Everyone has a different opinion on which equipment is most humane and most effective to walk one’s dogs. I will give you my thoughts, based on over thirty years of training and experience.
Dog collars are tricky. Putting tags on a collar as a way to ID your dog is a good idea–as long as the collar is quick-release. Having lost a young, healthy collie in a flat buckle collar accident years ago when our two young dogs were playing, and on separate occasion seeing a dog catch his paw in another dog’s choke-chain while playing, I strongly oppose these collars. Prong collars are also dangerous, as a second dog can catch a tooth in the convoluted metal, and you can only imagine the chaos that would ensue trying to separate two panicked dogs. Dogs have also been known to catch chain and prong collars on inanimate objects (branches, fences etc.) and have been consequently injured or strangled.
- Quick-release flat collars: Even a quick-release flat collar will constrict a dog’s trachea, or can cause injury to the spine if the dog pulls hard or lunges, but they are a good way to ID your dog. If you have a well-behaved dog who doesn’t pull or lunge, this collar is an option.
- Martingale collars: Dogs, especially those with narrow heads, such as collies or greyhounds, learn very quickly how to duck out of flat, quick-release collars. When a martingale collar is fitted correctly, it will only tighten to the circumference of the dog’s neck–it won’t constrict the neck when pulled tight. If you have a well-behaved dog with a narrow head who walks well on a leash, a well-fitted martingale collar is an option, though it should always be removed during play or when your dog is unsupervised.
- Choke chains: These collars can damage a dog’s trachea permanently. Vera, our rescued German shepherd, had difficulty drinking water throughout the course of her life from such an injury. When pulled tight, in addition to pain and choking, choke chains will also reduce the amount of oxygen flowing to a dog’s brain, thus causing panic and anxiety. They can damage the spinal cord, crush the larynx, and cause many other injuries.

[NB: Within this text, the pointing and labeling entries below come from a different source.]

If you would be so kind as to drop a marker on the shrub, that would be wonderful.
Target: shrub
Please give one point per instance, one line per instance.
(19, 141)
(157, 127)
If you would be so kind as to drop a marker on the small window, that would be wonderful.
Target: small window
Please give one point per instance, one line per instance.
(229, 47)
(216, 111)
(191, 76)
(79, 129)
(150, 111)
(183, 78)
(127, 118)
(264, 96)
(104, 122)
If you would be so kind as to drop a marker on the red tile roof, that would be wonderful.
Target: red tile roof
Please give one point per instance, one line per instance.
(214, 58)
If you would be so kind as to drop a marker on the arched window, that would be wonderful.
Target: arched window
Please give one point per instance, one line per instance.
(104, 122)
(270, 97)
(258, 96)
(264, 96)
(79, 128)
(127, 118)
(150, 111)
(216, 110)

- Prong collars: These mimic the bite of another dog. They also induce pain or threaten to induce pain by pinching or puncturing the skin, inducing or increasing anxiety in your dog (your dog will tell you this by lip licking, yawning, pulling back his ears, tucking his tail, and suddenly decreasing his activity level or “shutting down”.)

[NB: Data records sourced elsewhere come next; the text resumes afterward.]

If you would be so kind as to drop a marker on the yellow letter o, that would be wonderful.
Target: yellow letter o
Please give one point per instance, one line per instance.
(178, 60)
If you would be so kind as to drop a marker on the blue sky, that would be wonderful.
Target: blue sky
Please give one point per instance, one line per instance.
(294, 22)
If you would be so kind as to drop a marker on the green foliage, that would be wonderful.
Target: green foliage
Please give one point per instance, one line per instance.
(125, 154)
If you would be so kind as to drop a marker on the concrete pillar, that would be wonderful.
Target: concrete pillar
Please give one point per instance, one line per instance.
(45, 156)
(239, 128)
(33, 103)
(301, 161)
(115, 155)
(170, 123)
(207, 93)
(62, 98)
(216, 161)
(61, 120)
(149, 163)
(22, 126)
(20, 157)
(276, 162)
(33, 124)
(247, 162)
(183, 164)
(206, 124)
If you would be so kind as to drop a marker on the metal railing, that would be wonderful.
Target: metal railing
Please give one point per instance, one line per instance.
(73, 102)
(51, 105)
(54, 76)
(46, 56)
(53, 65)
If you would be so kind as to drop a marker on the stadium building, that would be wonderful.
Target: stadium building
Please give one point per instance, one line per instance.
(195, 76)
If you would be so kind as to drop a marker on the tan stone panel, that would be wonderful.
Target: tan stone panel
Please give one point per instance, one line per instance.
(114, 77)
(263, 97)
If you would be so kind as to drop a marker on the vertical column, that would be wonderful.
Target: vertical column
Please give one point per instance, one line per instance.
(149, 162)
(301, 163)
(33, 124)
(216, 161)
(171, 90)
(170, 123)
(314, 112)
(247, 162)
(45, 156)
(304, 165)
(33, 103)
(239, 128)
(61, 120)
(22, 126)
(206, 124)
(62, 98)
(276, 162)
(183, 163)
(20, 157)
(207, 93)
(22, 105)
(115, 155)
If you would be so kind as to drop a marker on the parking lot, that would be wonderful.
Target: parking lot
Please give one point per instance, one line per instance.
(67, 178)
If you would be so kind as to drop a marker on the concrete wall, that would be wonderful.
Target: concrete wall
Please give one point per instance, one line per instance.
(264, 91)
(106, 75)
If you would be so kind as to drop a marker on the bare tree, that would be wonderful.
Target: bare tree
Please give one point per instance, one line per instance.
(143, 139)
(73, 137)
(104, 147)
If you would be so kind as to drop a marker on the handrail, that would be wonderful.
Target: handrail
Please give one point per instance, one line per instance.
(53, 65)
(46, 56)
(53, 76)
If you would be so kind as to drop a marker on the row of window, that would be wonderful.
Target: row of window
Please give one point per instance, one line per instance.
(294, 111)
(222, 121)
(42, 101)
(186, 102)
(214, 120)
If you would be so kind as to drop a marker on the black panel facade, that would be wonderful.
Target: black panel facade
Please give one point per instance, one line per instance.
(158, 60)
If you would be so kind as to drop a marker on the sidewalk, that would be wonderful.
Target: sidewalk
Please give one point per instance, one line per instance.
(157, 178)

- Shock collars: These collars either induce pain (or even burns), or the fear of pain (stress and anxiety) as do prong collars and choke chains.
I absolutely recommend walking your dog in a harness rather than a collar because it takes the pressure off your dog’s vulnerable neck. Harnesses must be fitted correctly, so follow any instructions that come with your harness carefully. Harnesses that allow attachment of the leash only on the back of the dog can actually encourage pulling due to the “opposition reflex” wherein the dog leans into the pressure of the harness against his chest. You also have very little control over where your dog is headed. If your dog is a puller, I would strongly recommend a harness with a ring in both front and back to which you can attach a leash with a clip on both ends–AND invest in positive-reward training classes. Here are my favorite harnesses:
- Balance harness: This harness has a ring on the front and the back, and can be adjusted to fit the length and girth of your dog. It can be used with two points of contact where the leash attaches to both the front and the back of the harness for young, boisterous dogs (see below).

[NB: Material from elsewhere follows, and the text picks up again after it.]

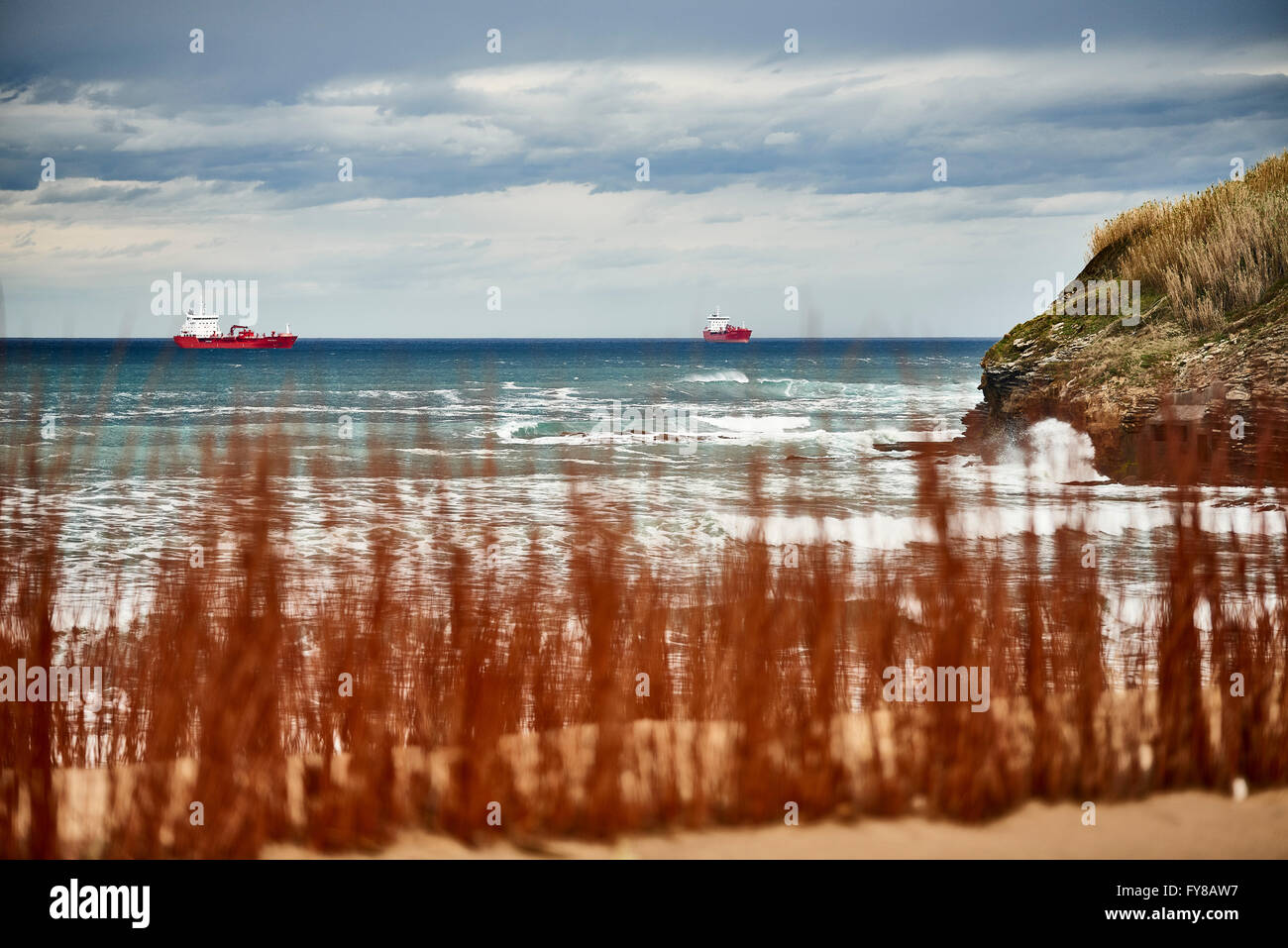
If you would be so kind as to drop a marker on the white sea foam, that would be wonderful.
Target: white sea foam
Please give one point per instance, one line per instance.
(719, 375)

- Ruffwear dual-attachment harness: This harness is padded, comfortable, and has attachment points both on the front of the harness and on the back. It can be used with 2 points of contact if desired (see below). This harness might be intimidating for some dogs to put on as it can be snug going over the dog’s head. Using a delicious treat to guide his head through the opening will encourage him to overcome his hesitation.
- Freedom Harness: This harness also has a ring both on the front and the back so it, too, can be used with 2 points of contact if desired. It is lined with velvet and has a strap that goes between the dog’s front legs so that it fits securely.
- Wonder Walker: I have used the Wonder Walker for many years. It slides easily over the dog’s head, but although it has attachment points on the front and back for two points of contact, it should never be used with just the back attachment ring as the dog could potentially duck out of it.
- Double-ended leash: All these harnesses can be used with a leash that has a clip at both ends. You can attach one clip to the front of the harness and the other to the back, which can give you more leverage with a large, energetic dog. In tricky situations, one hand can guide the front of your dog away from the trigger, while the other hand controls the back end of your dog on a short leash at your side to prevent too much strain on your dog’s shoulder. If there are no distractions, you can unclip the leash from the back of the harness and walk your dog on the chest attachment point only if you desire. This leash is very versatile, easy on the hands, and can be used in several configurations.